# Is this right? can they get away with this?



## Spastic_Dove (Oct 4, 2007)

I had a hard time understanding your post

Did you have any contract for the free board? 

Doesn't sound like you can sue to me. There's nothing illegal (just stupid) about keeping a stud out with a bunch of mares. I don't really know what you would sue for since you weren't paying board. If someone wanted to charge me $3 an hour to use a round pen and all I had to do for board was clean a stall, I'd be thrilled.


----------



## waresbear (Jun 18, 2011)

I find your post kinda confusing. Anyways from what I could dechiper, I would think the boarders' whose mares are out there with a stallion might have a case. As for you, no, it's not worth it. Don't you have a place to keep your horse anyways? If you're training horses, you need more than some fields to ride in. You're on shaky ground anyways if you have to leave for an emergency & your clients don't want you back.


----------



## tank (Apr 21, 2011)

yes i do have a place to keep my horse but it was night time and if i took him back it would involve riding on the road at night..not gonna happen. and the point is, after I cleaned the stall yes they let me board for a night but the deal was until 4. I had to leave to get my horse at 2. obviously the deal didnt pull through because of their behavior. Im not on shaky ground at all lol. The people were just very particular about their trainer, they asked if this happend alot I said no but you can never predict the future, they said they needed a trainer that is 110% for them 24/7 no excuses..they were just weird and would have been a pain to work with anyways..it wasnt me, it was them but if i hadnt had to leave I wouldnt have had to have that convo. and I would still probably have a job lol but its watever. I think this is a situation where you would just have to be me to understand lol. and ill take yalls word for it, i wont try anything legal... and $3.00 an hour is too much in my book, esspecially since it wasnt an arena but a round pen, and it wasnt a nice one, had holes and stuff in it. I wasnt bout to pay $10.00 for that...but thats beside the point...the point is they harrased me and broke off the deal all because they werent getting any money from me. not to mention when i got my horse she had whip whelts on her because they got mad and hurt my horse during feeding...just to get back at me. i dunno, lol I guess its just me lol. =)


----------



## tank (Apr 21, 2011)

weresbear says and I quote "If you're training horses, you need more than some fields to ride in"
​oriding in a feilds has nothing to do with me training horses, i am a go to trainer, not a come to..horses never come to my farm, i go to them =)


----------



## iridehorses (Oct 22, 2007)

First off, you seem to have 3 things going in a single paragraph that all runs together.

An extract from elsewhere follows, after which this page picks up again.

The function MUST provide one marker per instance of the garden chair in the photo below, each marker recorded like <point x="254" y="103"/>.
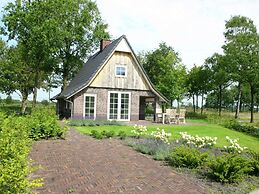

As for the stud pony, since I gather that you don't board there, it isn't really your business but it isn't a good situation and you are correct that some mares can be bred. Again, it has nothing to do with you.

Concerning the second situation, unless you had something in writing and from the proper person, they can do what they want. If they don't have the authority, then all they can do is threaten. Oh, and using their facilities for 3 hours for $10 doesn't sound like a lot of money - it is their stable. As for leaving your horse, and loosing a client, I don't think you have a case. Just my 2¢


----------



## ScharmLily (Nov 23, 2009)

I would be more concerned about the welts on my own horse....If anyone ever hit my horse to get back at me, well, um, lets just say that I would completely flip my lid beyond any sense of reason....


----------



## waresbear (Jun 18, 2011)

Please don't take this the wrong, but....stay away from people that whip horses to get back their owners! These type of peops have mental issues and being a trainer, you certainly don't need to be associated these lunatics. I used be to a "go to trainer" in my younger years, I would "go to" a trainer's facility and ride & train under their tutelage for meager wages while they made some decent coin training the horse while I did the work. It was a good deal though, I got the benefit of their experience, they got my sweat, what I was paid mostly paid for my gas money but I learned a great deal. I stopped when I realized there was too much potential to get hurt and got a real job with benefits & a pension.


----------



## Starlite (Jan 25, 2011)

*scratching head*....I am soo confused right now...


----------



## Katze (Feb 21, 2011)

Your seriously more concerned about sueing them for a stud that got in with the mares and is staying there for free, and losing a client, versus them beating your horse with a whip hard enough to cause welts?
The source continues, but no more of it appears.